Поверхность крыши, темно-серая, залитая некой странной субстанцией вроде битума, но не такой радикально черной, была длинной, узкой, слегка пружинила под ногами. Вера, всегда побаивающаяся высоты, не ощутила никакого беспокойства. Крыша была плоской, и только на краю топорщился неровный железный горб и был виден серый желоб водостока. Балкон возлежал на крыше, перед ним было метра три серой поверхности. Справа, закрывая половину улицы, и видимо весь дневной свет выдавалась одна из «ступенек» дома-лестницы. Вера огляделась – других балконов на крыше не было, более того, окна ближайших квартир были этажом выше. М-да! И вправду строительный брак… И тут Вера заметила еще одну интересную деталь: не доходя до края крыши где-то с полуметра вдоль всей крыши была протянута невысокая сетка-рабица, сверху держащаяся на проволоке. Четыре весьма хлипких трубы, приваренные в центре квадратных литых болванок, лежащих на крыше, поддерживали этот собачий вольер. Видимо, «выгул» принадлежал только этой квартире…
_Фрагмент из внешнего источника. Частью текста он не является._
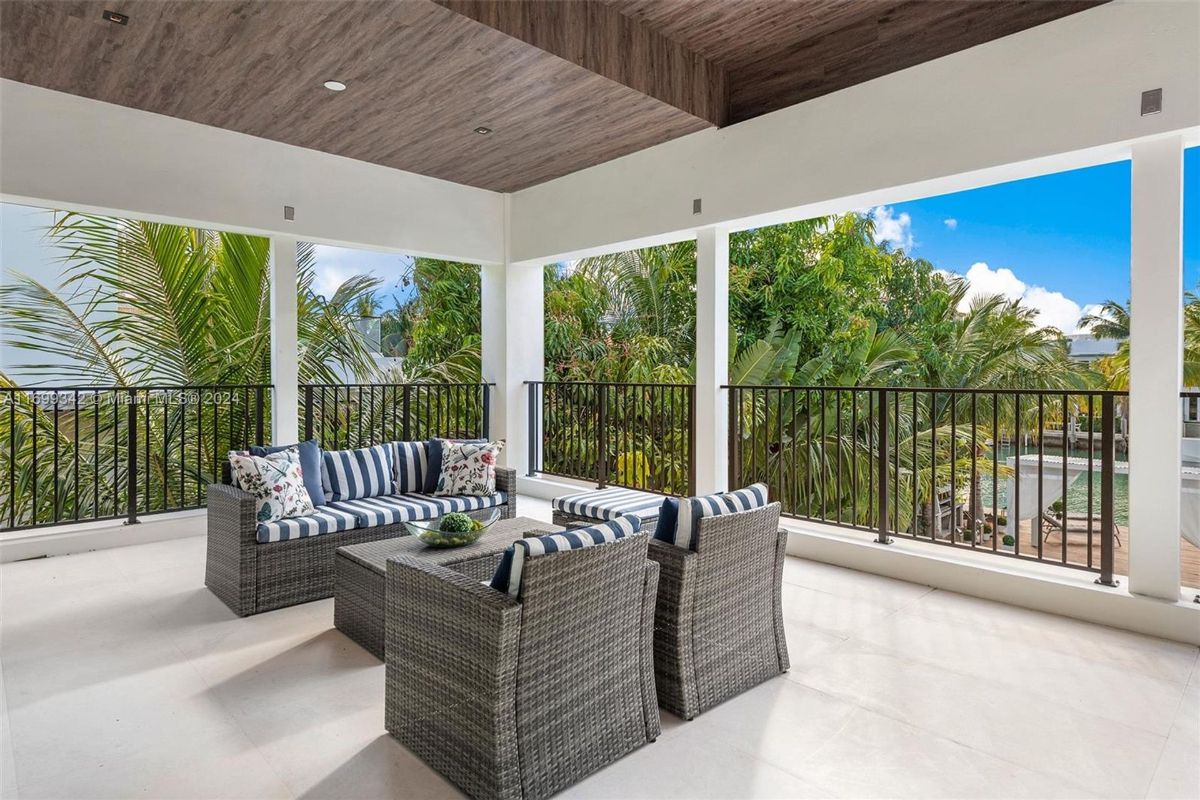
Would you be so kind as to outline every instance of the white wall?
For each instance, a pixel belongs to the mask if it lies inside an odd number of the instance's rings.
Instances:
[[[1200,126],[1198,43],[1193,0],[1073,14],[517,192],[512,257],[574,257],[1126,157],[1114,145]],[[1142,118],[1141,91],[1154,88],[1164,110]],[[821,206],[830,200],[840,207]]]
[[[503,196],[0,80],[0,197],[475,263]],[[283,206],[295,221],[283,219]]]

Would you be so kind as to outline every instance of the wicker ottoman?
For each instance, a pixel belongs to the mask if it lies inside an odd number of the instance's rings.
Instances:
[[[334,626],[371,655],[384,656],[384,585],[388,559],[408,555],[439,564],[475,581],[487,581],[496,571],[504,548],[526,531],[547,528],[528,517],[500,519],[479,541],[466,547],[436,548],[415,536],[337,548],[334,559]]]

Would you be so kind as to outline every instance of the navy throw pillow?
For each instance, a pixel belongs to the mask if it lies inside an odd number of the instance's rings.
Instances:
[[[300,450],[300,469],[304,471],[304,487],[308,491],[312,504],[314,506],[325,505],[325,489],[320,483],[320,445],[317,444],[316,439],[301,441],[295,445],[283,445],[281,447],[254,445],[250,449],[250,455],[270,456],[271,453],[282,452],[288,447],[298,447]]]

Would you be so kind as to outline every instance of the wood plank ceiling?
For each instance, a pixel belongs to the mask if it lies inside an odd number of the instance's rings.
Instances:
[[[1098,1],[4,0],[0,76],[511,192]]]

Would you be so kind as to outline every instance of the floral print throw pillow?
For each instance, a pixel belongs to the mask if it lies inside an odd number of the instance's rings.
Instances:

Вера Павловна растерялась. Ее стал сразу напрягать вздыхающий за спиной Андрей Валериевич, которому она что-то должна была сказать. Но сказать было нечего. Мимо Веры текла сонная жизнь захудалой воскресной улочки. Иногда проезжали машины, плелись редкие прохожие, весенняя грязь сверху была представлена во всей красе, а слепенькие окна пятиэтажки, что напротив, были, казалось, совсем рядом. Вера внимательно оглядела этот дом. В подавляющем большинстве окон ночные шторы были закрыты. Она перевела взгляд на окна над головой – та же история! Конечно, как соблюсти приватность, живя окно в окно?..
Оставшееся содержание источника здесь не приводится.